Solved: All that fake traffic from China – Why? What’s the endgame?

#devops #programming #tutorial #cloud

🚀 Executive Summary

TL;DR: Automated scanning from Chinese IPs often generates log noise and consumes resources by probing for common web vulnerabilities. Solutions range from quick WAF geo-blocking to precise, behavior-based IP banning with Fail2Ban, or highly restrictive allow-listing for internal services.

🎯 Key Takeaways

Large-scale automated scanning, often from botnets, targets common web vulnerabilities like credential stuffing, unpatched software (e.g., Jenkins, WordPress), and information disclosure (e.g., .env files) across the internet.
WAF geo-blocking offers a rapid, edge-level defense to stop high-volume traffic from specific countries, best suited for applications with a clearly defined, limited geographic audience.
Fail2Ban provides a precise, behavior-based intrusion prevention method by monitoring server logs for malicious patterns (e.g., repeated 404s on /phpmyadmin) and automatically creating temporary firewall rules to ban offending IPs.
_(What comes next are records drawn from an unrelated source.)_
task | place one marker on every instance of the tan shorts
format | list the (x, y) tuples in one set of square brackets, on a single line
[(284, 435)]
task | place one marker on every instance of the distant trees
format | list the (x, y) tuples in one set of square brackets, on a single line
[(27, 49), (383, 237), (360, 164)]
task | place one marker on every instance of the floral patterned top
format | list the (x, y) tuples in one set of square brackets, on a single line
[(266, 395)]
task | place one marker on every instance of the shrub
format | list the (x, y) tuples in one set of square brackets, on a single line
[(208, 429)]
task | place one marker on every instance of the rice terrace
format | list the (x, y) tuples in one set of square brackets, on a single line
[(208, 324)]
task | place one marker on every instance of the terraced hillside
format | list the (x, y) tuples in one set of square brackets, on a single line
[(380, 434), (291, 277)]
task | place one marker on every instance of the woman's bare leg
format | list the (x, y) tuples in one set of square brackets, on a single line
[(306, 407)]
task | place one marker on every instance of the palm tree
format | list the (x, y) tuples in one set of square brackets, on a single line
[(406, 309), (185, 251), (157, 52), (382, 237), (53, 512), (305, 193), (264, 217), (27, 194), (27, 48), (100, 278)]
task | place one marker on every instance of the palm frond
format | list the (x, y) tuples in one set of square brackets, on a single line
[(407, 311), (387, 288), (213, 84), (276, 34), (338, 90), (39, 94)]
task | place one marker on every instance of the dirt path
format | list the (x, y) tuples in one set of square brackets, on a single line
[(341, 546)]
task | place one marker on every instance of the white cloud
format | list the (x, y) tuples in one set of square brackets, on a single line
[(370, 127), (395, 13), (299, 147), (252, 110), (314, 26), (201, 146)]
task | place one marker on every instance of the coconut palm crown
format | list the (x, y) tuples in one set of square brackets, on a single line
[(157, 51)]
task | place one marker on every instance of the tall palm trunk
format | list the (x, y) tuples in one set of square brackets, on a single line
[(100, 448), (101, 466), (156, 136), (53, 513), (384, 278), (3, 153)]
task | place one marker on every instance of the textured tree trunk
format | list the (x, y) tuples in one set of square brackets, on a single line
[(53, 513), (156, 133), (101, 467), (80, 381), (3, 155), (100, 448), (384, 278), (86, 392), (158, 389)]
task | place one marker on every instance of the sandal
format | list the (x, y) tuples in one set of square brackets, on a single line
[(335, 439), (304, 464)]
Tired of seeing your server logs spammed with nonsensical requests from Chinese IPs? We’ll break down the ‘why’ behind these automated scans and provide three real-world, no-nonsense solutions to clean up your logs and secure your perimeter for good.

That ‘Fake’ Traffic From China? Here’s Why It Exists and How to Stop It.

I remember it clear as day. 3:17 AM. The piercing shriek of a PagerDuty alert yanks me out of a dead sleep. The alert? “Disk space critical on prod-web-02.” My mind immediately goes to the worst places: a runaway process, a botched deployment spewing log files, maybe even a breach. I scramble for my laptop, VPN in, and start tailing the Nginx access logs. What I find isn’t a critical application error. It’s an endless, mind-numbing stream of 404s. GET requests for /wp-admin, /phpmyadmin, /.env, /solr/admin/info/system… all from a massive block of IPs originating from China. We don’t even use PHP or WordPress. This wasn’t an attack; it was just… noise. Deafening, disk-filling noise. And it had just cost me an hour of sleep for nothing.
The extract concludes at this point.